Eve took out another photo, one of Cleo when she’d been eighteen. “Try this one, taken back in the day.”
“I don’t . . .” But he trailed off.
“Yeah, she looks different there. Younger, but that’s not all. Lots of long blond hair. The face is fuller. She looks girlier, fresher. Ring any bells?”
“You’re talking about more than ten years ago. I can’t remember every woman I’ve met or seen.”
“Now you’re lying to me. Fine, we’ll just move on.”
He slapped his hand on the photo before Eve could pick it up. “Who is she?”
“I ask the questions, you answer them. Now do you remember her?”
“I’m not sure I do. She looks like someone I saw around, during that time. With Rod. We were becoming friends, real friends. I saw him with her a few times, or someone who reminds me of her. I asked him about her, since we were starting to hang quite a bit—and, frankly, I liked the look of her. He was cagey, wouldn’t say more than she went to Stuttgart. I only remember because I called her Miss Mystery. Just a lame joke between us that lasted for months. Long enough that I remember it, and her. She’s not my sister.”
“Because?”
“Because I don’t have a sister. Do you think I wouldn’t find out? That he—my father—wouldn’t use it against me in some way? He’d—”

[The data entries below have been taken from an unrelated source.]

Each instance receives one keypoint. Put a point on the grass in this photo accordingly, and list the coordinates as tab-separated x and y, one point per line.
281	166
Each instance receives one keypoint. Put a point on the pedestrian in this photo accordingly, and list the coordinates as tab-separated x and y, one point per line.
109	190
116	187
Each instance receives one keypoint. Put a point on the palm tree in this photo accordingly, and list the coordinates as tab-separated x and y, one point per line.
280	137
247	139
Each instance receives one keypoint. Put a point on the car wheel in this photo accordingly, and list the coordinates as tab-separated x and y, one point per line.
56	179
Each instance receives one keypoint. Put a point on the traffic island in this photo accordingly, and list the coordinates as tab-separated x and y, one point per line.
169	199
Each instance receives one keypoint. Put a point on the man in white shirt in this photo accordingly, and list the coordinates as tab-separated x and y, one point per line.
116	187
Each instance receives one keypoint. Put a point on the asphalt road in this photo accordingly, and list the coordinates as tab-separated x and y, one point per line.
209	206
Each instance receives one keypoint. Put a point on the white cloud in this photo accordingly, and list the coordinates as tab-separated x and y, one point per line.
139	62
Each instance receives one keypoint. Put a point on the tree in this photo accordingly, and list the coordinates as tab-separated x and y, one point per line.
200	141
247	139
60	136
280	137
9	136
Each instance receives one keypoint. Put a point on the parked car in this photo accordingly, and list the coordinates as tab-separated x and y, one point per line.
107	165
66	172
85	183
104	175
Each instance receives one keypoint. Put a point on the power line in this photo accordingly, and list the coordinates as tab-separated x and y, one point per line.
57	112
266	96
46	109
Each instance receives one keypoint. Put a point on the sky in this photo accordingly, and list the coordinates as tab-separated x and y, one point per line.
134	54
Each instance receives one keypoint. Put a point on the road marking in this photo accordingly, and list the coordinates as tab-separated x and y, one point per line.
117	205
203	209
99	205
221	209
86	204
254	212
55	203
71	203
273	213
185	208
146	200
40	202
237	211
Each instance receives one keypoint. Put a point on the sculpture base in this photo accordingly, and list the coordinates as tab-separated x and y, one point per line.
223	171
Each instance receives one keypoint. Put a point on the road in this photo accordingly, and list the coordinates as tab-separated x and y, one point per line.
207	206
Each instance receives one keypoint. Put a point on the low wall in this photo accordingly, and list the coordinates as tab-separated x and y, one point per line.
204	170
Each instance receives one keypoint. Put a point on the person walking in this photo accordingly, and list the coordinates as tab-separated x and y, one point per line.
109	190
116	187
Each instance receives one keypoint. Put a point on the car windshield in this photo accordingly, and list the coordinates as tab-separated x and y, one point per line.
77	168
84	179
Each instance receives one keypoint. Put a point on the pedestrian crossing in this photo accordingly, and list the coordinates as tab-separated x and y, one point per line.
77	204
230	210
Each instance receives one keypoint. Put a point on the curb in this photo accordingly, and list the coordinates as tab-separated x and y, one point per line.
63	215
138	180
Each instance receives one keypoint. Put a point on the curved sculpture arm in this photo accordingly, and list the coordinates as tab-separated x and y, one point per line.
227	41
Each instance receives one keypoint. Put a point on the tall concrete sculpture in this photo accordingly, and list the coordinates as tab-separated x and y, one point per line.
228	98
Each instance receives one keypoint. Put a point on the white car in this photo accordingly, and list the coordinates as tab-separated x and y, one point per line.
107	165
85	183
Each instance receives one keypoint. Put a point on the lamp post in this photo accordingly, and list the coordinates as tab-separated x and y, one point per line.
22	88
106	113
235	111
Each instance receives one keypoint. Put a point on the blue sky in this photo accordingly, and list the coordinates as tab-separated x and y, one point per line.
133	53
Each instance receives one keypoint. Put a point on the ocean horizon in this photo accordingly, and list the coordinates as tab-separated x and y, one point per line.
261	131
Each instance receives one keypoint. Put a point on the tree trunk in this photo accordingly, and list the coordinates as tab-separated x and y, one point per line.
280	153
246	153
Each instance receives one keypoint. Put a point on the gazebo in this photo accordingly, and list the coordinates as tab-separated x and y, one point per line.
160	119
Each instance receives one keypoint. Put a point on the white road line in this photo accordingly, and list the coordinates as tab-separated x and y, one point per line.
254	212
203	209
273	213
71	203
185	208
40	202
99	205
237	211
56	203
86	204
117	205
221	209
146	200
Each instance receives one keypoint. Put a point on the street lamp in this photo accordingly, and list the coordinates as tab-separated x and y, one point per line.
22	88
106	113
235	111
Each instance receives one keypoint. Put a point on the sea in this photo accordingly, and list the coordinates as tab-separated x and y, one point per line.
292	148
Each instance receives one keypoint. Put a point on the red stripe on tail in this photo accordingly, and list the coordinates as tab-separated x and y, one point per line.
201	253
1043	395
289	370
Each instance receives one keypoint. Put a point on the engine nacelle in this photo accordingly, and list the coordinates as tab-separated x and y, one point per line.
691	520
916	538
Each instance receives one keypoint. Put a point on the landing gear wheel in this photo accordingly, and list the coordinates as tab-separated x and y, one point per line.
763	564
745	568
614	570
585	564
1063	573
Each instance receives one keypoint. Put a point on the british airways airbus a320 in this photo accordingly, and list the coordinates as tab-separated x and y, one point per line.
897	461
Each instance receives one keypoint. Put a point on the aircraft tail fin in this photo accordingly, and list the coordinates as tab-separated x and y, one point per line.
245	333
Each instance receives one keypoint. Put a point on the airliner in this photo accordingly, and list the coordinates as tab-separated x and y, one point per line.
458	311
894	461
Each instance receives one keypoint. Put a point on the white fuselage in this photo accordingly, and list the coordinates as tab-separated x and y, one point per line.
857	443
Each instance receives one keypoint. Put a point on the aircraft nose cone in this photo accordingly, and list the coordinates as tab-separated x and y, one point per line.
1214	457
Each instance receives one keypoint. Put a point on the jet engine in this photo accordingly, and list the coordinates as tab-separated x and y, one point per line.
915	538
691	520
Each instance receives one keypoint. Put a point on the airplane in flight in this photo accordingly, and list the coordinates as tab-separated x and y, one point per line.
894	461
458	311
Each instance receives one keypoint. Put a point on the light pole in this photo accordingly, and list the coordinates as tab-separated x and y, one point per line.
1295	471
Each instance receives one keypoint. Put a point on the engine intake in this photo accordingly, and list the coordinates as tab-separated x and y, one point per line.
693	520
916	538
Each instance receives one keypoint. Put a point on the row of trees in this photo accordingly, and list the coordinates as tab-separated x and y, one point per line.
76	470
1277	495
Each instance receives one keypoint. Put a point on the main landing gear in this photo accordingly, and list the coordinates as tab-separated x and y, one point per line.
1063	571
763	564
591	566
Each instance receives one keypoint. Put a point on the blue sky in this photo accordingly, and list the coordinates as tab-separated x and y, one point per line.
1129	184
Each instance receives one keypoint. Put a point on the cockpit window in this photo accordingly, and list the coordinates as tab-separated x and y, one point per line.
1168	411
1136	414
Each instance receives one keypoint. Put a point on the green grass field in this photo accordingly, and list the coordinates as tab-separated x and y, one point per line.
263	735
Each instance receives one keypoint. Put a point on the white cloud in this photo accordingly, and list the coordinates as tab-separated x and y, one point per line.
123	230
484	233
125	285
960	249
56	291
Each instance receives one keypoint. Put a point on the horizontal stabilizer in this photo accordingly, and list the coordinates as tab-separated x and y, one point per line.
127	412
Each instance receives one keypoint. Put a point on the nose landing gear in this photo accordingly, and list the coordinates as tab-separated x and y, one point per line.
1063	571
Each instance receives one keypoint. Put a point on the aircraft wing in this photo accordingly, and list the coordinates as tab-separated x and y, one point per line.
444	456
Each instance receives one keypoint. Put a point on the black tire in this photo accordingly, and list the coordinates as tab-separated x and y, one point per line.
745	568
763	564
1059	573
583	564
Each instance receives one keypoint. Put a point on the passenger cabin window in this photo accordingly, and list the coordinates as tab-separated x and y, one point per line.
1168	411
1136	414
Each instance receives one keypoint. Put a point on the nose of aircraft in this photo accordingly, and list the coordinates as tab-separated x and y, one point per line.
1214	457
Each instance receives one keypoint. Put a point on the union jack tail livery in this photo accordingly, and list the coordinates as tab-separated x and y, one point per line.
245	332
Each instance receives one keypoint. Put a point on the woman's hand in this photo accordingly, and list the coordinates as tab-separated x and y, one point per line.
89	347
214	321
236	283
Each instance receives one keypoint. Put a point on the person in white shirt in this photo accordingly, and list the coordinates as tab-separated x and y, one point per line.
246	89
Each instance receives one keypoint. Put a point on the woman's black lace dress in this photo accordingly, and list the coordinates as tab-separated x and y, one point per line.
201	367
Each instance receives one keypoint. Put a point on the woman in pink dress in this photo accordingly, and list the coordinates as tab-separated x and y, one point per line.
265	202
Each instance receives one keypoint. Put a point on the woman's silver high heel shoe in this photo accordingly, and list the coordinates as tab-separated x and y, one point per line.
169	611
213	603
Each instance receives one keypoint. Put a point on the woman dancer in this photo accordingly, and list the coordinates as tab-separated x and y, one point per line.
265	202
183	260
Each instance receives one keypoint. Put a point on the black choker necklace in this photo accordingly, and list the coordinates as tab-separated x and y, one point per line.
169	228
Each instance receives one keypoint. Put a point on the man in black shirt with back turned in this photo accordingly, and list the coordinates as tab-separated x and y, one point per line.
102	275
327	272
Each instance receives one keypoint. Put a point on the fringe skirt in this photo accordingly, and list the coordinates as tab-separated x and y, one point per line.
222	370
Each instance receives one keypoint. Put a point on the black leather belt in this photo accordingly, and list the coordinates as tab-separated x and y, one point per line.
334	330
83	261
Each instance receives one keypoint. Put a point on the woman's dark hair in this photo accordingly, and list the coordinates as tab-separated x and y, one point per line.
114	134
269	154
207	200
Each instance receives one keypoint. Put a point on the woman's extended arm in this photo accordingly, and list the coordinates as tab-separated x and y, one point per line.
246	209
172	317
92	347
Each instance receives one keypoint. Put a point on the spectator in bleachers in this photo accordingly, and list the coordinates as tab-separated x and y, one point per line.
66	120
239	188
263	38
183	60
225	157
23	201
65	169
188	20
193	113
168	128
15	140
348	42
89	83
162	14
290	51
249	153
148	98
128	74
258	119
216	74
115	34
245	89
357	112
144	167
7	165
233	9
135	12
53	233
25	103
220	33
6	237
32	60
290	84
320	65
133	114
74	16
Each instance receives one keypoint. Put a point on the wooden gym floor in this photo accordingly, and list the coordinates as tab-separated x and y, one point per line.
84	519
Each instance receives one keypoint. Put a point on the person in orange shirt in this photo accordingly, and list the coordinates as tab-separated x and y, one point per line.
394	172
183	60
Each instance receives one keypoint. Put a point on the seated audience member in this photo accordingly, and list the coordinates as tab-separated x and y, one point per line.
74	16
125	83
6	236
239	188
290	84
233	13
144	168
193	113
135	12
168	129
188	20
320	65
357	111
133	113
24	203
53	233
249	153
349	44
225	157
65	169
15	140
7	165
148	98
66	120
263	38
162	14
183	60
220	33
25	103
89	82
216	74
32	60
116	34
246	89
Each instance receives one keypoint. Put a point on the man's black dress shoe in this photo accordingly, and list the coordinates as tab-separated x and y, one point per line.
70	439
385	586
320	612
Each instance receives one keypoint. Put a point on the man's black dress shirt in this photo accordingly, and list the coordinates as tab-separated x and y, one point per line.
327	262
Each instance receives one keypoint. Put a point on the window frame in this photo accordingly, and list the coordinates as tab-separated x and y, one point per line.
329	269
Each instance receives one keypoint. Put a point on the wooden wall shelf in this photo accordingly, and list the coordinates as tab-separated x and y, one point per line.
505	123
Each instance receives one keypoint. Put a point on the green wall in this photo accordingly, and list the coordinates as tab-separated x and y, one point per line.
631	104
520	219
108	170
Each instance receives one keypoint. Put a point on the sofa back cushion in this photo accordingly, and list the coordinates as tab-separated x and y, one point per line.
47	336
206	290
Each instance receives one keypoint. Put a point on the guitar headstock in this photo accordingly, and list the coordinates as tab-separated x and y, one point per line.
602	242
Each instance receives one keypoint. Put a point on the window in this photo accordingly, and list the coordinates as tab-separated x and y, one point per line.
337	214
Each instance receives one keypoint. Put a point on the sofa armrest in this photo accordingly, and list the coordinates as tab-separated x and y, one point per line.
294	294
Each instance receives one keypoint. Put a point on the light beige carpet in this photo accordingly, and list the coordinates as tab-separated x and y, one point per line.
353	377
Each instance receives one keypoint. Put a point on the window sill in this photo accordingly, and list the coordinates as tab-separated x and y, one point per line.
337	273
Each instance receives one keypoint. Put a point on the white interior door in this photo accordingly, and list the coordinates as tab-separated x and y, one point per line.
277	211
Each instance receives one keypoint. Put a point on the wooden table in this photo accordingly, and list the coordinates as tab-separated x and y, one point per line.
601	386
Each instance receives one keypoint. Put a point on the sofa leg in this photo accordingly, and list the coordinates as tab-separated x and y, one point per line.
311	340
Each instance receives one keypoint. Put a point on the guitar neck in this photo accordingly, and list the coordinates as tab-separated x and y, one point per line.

He broke off, and again Eve waited while he thought it through.
“You think my father sent her to Rod. To recruit him, to enlist him as a spy. To get close to me. That all this time, right from the beginning, Rod was my father’s dog?”
He pushed up from the table, walked to the two-way glass, and stared through his own image. “Yes, I see. I see how that could be, how he could and would orchestrate that. It doesn’t make this woman my blood. My sister. It just makes her another of Max Ricker’s tools.”
Peabody’s communicator signaled. She glanced at the text, nodded to Eve.
“We’ll be able to verify that shortly. If you’re being square with me on this, and if you were being square with me on wanting to know who killed Coltraine and why, you’ll do what I tell you now.”
“What are you telling me?”
“To stay here. It’s going to take some time to wrap this, and I want you inside.”
Alex continued to stare through the glass. “I’ve nowhere I have to be.”
Eve stepped out to the corridor to confer with Peabody. “Morris pulled it off.”
“McNab signals a go there. She left Coltraine’s. We’re on her, and she’s heading back to work. That’s a big plus as they’re not done at her apartment. I’m getting like a zillion signals during the Ricker interview. Her comp’s passcoded and it’s got a fail-safe. They’re bringing it in to Feeney. They haven’t found, as yet, a toss-away ’link.”